Japan’s Tokyo-Yokohama region is the riskiest place in the world to do business, in terms of the potential human and economic costs of a possible natural catastrophe, a study found on Wednesday.
The study, by reinsurer Swiss Re, ranked 616 cities around the world based on the exposure of their population and economy to floods, storms, storm surges, earthquakes or tsunamis.
Manila in the Philippines and the Pearl River Delta in China came second and third in the list of riskiest urban areas after Tokyo, in terms of the number of people exposed to natural catastrophes, while Los Angeles was the highest ranking metropolis outside of Asia, in ninth place.

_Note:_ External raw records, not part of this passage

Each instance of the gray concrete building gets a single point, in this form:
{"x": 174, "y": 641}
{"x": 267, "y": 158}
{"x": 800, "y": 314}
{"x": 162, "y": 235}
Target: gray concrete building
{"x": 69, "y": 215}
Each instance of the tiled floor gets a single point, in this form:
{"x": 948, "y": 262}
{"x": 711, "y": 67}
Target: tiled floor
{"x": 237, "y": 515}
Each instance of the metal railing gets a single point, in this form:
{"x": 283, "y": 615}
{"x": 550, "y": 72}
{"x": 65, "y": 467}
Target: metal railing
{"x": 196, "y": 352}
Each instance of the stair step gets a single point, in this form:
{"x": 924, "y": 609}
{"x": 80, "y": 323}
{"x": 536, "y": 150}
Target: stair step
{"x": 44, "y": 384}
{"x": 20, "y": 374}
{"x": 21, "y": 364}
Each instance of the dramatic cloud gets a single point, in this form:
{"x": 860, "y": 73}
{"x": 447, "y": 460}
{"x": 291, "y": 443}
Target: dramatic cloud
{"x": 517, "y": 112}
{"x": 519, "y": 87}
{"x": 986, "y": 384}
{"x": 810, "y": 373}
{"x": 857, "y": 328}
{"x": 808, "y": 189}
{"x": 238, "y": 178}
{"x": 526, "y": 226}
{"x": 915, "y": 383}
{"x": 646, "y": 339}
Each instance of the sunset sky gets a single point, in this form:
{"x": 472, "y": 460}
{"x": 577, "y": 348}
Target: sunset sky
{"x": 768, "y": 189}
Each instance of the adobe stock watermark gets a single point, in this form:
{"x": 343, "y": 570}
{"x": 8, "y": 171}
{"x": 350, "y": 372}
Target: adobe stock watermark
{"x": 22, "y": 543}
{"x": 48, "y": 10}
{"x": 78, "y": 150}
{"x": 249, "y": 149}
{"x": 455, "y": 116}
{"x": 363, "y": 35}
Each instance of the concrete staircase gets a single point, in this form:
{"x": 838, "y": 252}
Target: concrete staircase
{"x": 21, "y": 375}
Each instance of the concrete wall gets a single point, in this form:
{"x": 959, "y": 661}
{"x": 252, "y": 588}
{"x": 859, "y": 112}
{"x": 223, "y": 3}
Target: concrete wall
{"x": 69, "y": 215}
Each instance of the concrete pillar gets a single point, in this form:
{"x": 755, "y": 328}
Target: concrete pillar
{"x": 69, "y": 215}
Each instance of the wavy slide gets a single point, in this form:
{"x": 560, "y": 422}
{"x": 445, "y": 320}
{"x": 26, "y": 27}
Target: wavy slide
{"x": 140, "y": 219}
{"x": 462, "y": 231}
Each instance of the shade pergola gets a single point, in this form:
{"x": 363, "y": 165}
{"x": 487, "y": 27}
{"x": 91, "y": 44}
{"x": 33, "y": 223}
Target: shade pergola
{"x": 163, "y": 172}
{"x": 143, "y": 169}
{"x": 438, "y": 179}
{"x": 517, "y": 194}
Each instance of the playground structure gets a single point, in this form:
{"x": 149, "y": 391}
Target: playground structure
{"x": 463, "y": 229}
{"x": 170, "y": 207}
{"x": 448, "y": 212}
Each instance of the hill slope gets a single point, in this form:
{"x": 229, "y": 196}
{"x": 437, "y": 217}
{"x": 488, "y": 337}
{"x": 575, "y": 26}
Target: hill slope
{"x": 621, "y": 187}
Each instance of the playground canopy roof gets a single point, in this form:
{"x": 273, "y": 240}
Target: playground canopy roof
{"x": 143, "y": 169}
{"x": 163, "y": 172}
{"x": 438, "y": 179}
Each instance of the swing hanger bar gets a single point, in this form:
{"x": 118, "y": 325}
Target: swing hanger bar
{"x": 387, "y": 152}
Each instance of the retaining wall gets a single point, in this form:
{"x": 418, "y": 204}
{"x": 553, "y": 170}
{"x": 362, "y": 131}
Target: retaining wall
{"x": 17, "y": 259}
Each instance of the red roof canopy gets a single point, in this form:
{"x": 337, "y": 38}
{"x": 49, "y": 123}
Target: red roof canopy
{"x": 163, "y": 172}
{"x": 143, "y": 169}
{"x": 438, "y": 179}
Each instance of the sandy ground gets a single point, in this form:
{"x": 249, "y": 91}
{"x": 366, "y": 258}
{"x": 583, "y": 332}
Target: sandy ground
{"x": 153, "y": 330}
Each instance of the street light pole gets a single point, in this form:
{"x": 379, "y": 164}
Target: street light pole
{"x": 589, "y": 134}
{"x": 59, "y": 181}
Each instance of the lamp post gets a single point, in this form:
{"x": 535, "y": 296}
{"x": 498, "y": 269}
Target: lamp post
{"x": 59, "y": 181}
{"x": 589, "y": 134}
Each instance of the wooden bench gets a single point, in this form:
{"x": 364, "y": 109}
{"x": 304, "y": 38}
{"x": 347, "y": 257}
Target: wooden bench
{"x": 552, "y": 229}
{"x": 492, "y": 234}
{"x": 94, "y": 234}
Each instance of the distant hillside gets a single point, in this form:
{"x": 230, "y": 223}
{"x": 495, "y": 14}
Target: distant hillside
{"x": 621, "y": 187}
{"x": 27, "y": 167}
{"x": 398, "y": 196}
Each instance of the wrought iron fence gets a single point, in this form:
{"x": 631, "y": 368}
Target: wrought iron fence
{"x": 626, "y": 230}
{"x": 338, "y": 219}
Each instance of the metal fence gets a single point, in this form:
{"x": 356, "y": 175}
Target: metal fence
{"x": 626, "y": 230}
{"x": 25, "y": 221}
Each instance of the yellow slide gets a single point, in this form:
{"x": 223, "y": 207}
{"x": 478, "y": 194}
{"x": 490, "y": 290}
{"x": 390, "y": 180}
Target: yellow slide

Swiss Re’s analysis is based on its risk profiles for regions, coupled with population data to rank cities according to the number of people potentially affected.
The study is part of efforts by the company to analyze the risk of operating in the world’s metropolitan areas, which it says are underexplored due to a lack of detailed hazard information and poor data quality.
Japan, situated on the “Ring of Fire” arc of volcanoes and oceanic trenches that partly encircles the Pacific Basin, accounts for about 20 percent of the world’s earthquakes of magnitude 6 or greater.
Ranked by the number of working days that could be lost in the aftermath of a natural disaster, the Japanese conurbations of Osaka-Kobe and Nagoya followed Tokyo, in second and third place, respectively.
Natural catastrophes and man-made disasters cost 14,000 lives in 2012 and caused $186 billion in damage, Swiss Re said in March, more than a third of it from Superstorm Sandy, which devastated parts of the U.S. East Coast in October.